Imam Monawar Hussain was on Radio 4's Prayer for the Day in early October (at the time of Eid al-Adha, the major Islamic festival) where he was introduced as Muslim Tutor at Eton College.  Closer to home he is better known as the founder of the Oxford Foundation and more recently of Oxford Muslim College. His original theme, following from the research which he is still engaged in, was to have been the spiritual journey, which he explained on a later Prayer for the Day that week was referred to by the Prophet as 'the greater Jihad'.

His topic will now be his own response (and that of 100 other Muslim clerics in the Open Letter to IS - see next post) to the current events in the Middle East: 'ISLAM: mainstream or extreme?'  This will be a fascinating introduction and a great opportunity to widen our Wychwood Circle horizon. All are welcome, as usual - of any religion or none - and please bring friends. 

Monday 6 October 2014

National Quaker Week and Eid Mubarak 2014


It's National Quaker Week and a good opportunity to announce that we have invited Geoffrey Durham to come and lead a Wychwood Circle event next year. His website is worth checking out as are the links to both magic tricks and introductions to Quakerism. His book Being a Quaker - a guide for newcomers is both approachable and informative.  We look forward to receiving him on Sunday 12th April 2015. 

We have been fortunate in welcoming a Buddhist funeral director and two Anglican canons so far and next month we look forward to hearing about Islam from a liberal imam who happens also to be local to Oxfordshire: Monawar Hussain is Muslim tutor at Eton College as well as founder of the Oxford Foundation and Oxford Muslim College. 

Again this is a topical moment since Muslims were this weekend celebrating Eid Mubarak 2014 or Eid al-Adha, also known as the greater Eid, one of two significant days in the Muslim calendar. Monawar Hussain's topic will be the spiritual journey, which in Islam is also known at The Greater Jihad. Join us on November 16th at Wychwood Library

Friday 3 October 2014


"Intelligence is tied to the ability to think logically; so intelligent people ought not to believe in God."

This is the provocative line taken in the first part of Edward Dutton's article in the Church Times. But that is not all there is, just as logic is not all there is. 

His offended Evangelical friend says in paragraph one, "So basically your book is saying I'm thick". By the end, after examining a number of personality characteristics with their 'life implications', he can say of her: 
She is an intelligent person, but is likely to have very high agreeableness, conscientiousness, and, perhaps, openness and neuroticism.
He himself, though an atheist, says: "I believe in God sometimes."  

By contrast Professor Brian Cox even questions the relevance of logic to the question of the existence of God.
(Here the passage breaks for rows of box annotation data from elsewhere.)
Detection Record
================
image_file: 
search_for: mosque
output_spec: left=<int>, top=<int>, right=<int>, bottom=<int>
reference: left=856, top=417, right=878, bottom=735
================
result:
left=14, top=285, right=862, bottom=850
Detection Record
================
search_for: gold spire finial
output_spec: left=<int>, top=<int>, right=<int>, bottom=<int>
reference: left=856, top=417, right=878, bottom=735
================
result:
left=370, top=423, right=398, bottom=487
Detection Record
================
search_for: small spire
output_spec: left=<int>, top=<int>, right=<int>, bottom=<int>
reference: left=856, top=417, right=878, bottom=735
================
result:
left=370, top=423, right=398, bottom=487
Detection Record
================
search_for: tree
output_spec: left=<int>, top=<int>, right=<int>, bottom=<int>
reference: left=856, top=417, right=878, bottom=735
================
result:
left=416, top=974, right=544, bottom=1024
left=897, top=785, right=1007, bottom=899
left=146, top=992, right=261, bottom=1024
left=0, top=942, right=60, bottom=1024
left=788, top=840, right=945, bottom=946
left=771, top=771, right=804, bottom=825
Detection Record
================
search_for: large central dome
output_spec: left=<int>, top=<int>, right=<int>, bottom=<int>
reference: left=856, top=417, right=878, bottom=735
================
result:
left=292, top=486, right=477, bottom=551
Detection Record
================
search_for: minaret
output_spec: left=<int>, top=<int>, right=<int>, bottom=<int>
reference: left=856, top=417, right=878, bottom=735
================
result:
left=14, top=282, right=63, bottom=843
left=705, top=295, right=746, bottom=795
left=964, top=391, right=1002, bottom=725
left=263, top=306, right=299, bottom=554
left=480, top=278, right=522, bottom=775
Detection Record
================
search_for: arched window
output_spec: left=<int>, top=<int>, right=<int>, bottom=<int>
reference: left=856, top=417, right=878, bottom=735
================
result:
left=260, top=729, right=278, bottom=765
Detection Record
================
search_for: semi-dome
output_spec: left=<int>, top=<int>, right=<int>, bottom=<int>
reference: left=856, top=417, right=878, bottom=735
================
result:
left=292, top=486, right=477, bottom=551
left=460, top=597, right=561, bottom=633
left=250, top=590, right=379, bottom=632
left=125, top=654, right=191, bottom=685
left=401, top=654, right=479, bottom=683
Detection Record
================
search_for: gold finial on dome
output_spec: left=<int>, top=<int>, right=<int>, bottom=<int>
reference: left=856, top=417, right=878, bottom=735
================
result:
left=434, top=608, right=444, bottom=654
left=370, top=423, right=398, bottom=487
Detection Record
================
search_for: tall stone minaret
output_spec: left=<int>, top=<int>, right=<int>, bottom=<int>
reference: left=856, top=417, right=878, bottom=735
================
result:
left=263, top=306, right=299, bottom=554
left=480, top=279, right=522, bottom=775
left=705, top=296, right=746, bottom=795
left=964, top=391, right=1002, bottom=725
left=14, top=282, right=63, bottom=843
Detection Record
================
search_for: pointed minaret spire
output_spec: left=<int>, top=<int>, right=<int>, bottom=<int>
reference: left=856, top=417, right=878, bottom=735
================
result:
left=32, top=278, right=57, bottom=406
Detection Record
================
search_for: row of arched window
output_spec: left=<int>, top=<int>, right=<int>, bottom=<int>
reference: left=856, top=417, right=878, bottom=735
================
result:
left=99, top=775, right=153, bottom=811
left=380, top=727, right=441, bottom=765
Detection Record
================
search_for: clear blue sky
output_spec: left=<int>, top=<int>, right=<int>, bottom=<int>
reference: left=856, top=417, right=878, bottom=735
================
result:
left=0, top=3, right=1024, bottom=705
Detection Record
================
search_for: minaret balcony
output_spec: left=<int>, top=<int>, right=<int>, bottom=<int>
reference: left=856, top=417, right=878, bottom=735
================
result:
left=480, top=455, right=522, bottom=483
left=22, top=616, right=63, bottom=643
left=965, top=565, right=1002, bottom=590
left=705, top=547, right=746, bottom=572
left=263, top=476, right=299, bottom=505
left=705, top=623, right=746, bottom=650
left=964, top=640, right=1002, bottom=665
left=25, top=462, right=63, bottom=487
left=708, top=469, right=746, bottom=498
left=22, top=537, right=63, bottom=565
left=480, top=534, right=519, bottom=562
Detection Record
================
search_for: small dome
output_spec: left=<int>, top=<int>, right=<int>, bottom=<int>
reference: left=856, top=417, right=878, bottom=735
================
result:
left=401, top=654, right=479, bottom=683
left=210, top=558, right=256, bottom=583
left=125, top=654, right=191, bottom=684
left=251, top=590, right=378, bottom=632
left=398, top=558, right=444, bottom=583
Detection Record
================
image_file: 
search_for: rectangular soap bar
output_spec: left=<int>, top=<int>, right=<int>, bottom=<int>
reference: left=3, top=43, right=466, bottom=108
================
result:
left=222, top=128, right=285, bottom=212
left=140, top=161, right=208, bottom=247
He was asked about his attitude to religion and told the Radio Times recently: 
In the spirit of Gottfried Leibniz [17th century mathematician and philosopher], you can say, "Well, I don't accept that something can come into existence without a cause." You're allowed to say that; it's not illogical. So if you want to think there's an eternal presence that causes things to happen, that's not illogical. I don't happen to think that - I almost don't have an opinion on it.

Join us on Sunday at Wychwood Library as we explore these different angles on faith, rationality and personality. The article is available online here:



Thus Canon MARK OAKLEY in an article just published in the Church Times. Many of us were, if not persuaded, then at least enlightened by Mark at our Wychwood Circle meeting in September. Here he takes up his theme in print:
Mark Oakley in the Church Times 3rd October 2014

A short extract: 
Poetry will always be healthily sceptical of our cheerful pulpit fluency when it comes to the divine reality, and will work harder to see everything, from the human heart to the humility of heaven, from fresh and dislocating angles. It will warn us of the curse of religious literalism, its immodest certainties setting flames of hate across so many parts of the world.
Poetry encourages our mind to think in metaphors. It teases our soul to be ready for the surprise of wonder and the gift of tears, the moment when we say "Yes, that's how it is, and I never quite knew it like that."
Poetry has both immense intimacy and intimate immensity, and, in its pledge to a more attentive perception, faith celebrates the sacramentality of poetic words as a beautiful and frightening gift of the God who is in this world as poetry is in the poem.
Alas, the book which his publisher is already advertising on their website has not yet been completed!  It will bear the same title as Mark's talk: The Splash of Words: believing in poetry. Due out in the spring.